This repo contains the source code and dataset for our NeurIPS 2021 paper:
Slow Learning and Fast Inference: Efficient Graph Similarity Computation via Knowledge Distillation
2019 Conference on Neural Information Processing Systems (NeurIPS 2021)
paper
We have used the standard dataloader, i.e., ‘GEDDataset’, directly provided in the PyG.
AIDS700nef:
https://drive.google.com/uc?export=download&id=10czBPJDEzEDI2tq7Z7mkBjLhj55F-a2z
LINUX:
https://drive.google.com/uc?export=download&id=1nw0RRVgyLpit4V4XFQyDy0pI6wUEXSOI
ALKANE:
https://drive.google.com/uc?export=download&id=1-LmxaWW3KulLh00YqscVEflbqr0g4cXt
IMDBMulti:
https://drive.google.com/uc?export=download&id=12QxZ7EhYA7pJiF4cO-HuE8szhSOWcfST
The code takes pairs of graphs for training from an input folder where each pair of graph is stored as a JSON. Pairs of graphs used for testing are also stored as JSON files. Every node id and node label has to be indexed from 0. Keys of dictionaries are stored strings in order to make JSON serialization possible.

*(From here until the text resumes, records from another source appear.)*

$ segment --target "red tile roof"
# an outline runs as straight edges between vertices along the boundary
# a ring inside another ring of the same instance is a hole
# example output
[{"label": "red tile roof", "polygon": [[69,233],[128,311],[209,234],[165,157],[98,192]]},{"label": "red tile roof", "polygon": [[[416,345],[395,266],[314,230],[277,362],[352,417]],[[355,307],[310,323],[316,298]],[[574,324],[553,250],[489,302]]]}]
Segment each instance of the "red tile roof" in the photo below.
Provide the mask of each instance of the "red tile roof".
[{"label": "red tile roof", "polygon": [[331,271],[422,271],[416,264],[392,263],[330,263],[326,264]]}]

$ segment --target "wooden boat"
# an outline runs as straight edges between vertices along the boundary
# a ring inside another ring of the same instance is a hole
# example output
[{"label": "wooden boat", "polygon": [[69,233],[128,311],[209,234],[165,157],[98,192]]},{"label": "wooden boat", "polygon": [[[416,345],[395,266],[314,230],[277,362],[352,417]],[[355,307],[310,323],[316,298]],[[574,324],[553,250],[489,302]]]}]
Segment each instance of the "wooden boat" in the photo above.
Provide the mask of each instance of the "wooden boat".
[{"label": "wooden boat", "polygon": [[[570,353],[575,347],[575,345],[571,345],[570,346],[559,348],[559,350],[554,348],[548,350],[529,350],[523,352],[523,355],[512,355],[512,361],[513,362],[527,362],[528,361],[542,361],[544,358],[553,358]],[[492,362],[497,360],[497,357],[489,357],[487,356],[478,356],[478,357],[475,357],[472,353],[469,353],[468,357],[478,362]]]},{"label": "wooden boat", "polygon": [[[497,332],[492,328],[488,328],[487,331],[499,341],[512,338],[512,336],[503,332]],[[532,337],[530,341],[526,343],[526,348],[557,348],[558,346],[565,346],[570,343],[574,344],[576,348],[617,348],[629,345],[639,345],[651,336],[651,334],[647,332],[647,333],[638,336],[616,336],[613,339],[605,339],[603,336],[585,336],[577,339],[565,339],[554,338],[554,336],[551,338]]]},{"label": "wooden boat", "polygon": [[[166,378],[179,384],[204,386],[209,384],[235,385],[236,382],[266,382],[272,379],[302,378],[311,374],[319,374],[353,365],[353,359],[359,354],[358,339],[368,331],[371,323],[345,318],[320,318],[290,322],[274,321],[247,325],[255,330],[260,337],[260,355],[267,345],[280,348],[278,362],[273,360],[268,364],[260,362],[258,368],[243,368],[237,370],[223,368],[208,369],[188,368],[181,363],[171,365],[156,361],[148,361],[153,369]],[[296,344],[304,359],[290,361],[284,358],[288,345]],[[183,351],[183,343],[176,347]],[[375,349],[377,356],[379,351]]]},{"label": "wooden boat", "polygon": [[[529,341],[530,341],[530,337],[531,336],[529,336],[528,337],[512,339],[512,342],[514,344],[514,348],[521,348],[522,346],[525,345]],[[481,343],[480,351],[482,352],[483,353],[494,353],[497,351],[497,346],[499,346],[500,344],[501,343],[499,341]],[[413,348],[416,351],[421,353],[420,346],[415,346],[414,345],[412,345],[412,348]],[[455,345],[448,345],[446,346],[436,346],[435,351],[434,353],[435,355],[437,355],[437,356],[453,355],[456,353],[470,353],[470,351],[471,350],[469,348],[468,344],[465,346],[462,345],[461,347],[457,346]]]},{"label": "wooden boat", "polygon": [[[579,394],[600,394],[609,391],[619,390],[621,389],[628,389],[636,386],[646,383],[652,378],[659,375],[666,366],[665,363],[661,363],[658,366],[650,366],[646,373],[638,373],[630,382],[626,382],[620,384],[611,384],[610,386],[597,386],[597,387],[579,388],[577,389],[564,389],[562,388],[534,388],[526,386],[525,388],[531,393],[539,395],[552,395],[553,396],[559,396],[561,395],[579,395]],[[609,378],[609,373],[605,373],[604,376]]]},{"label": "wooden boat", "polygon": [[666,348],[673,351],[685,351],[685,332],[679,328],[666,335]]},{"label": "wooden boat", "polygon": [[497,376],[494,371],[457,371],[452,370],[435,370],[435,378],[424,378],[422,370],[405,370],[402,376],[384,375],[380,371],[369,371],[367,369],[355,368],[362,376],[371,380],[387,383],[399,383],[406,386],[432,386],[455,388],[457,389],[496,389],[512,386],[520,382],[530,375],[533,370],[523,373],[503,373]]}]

Every JSON file has the following key-value structure:
{"graph_1": [[0, 1], [1, 2], [2, 3], [3, 4]],
"graph_2": [[0, 1], [1, 2], [1, 3], [3, 4], [2, 4]],
"labels_1": [2, 2, 2, 2],
"labels_2": [2, 3, 2, 2, 2],
"ged": 1}
The **graph_1** and **graph_2** keys have edge list values which descibe the connectivity structure. Similarly, the **labels_1** and **labels_2** keys have labels for each node which are stored as list - positions in the list correspond to node identifiers. The **ged** key has an integer value which is the raw graph edit distance for the pair of graphs.
The codebase is implemented in Python 3.6.12. package versions used for development are just below.
matplotlib 3.3.4
networkx 2.4
numpy 1.19.5
pandas 1.1.2
scikit-learn 0.23.2
scipy 1.4.1
texttable 1.6.3
torch 1.6.0
torch-cluster 1.5.9
torch-geometric 1.7.0
torch-scatter 2.0.6
torch-sparse 0.6.9
tqdm 4.60.0
.
├── README.md
├── LICENSE
├── EGSC-T
│ ├── src
│ │ ├── egsc.py
│ │ ├── layers.py
│ │ ├── main.py
│ │ ├── model.py
│ │ ├── parser.py
│ │ └── utils.py
│ ├── README.md
│ └── train.sh
├── EGSC-KD
│ ├── src
│ │ ├── egsc_kd.py
│ │ ├── egsc_nonkd.py
│ │ ├── layers.py
│ │ ├── main_kd.py
│ │ ├── main_nonkd.py
│ │ ├── model_kd.py
│ │ ├── parser.py
│ │ ├── trans_modules.py
│ │ └── utils.py
│ ├── README.md
│ ├── train_kd.md
│ └── train_nonkd.sh
├── Checkpoints
│ ├── G_EarlyFusion_Disentangle_LINUX_gin_checkpoint.pth
│ ├── G_EarlyFusion_Disentangle_IMDBMulti_gin_checkpoint.pth
│ ├── G_EarlyFusion_Disentangle_ALKANE_gin_checkpoint.pth
│ └── G_EarlyFusion_Disentangle_AIDS700nef_gin_checkpoint.pth
└── GSC_datasets
├── AIDS700nef
├── ALKANE
├── IMDBMulti
└── LINUX
We would like to thank the SimGNN and Extended-SimGNN which we used for this implementation.
On some datasets, the results are not quite stable. We suggest to run multiple times to report the avarage one.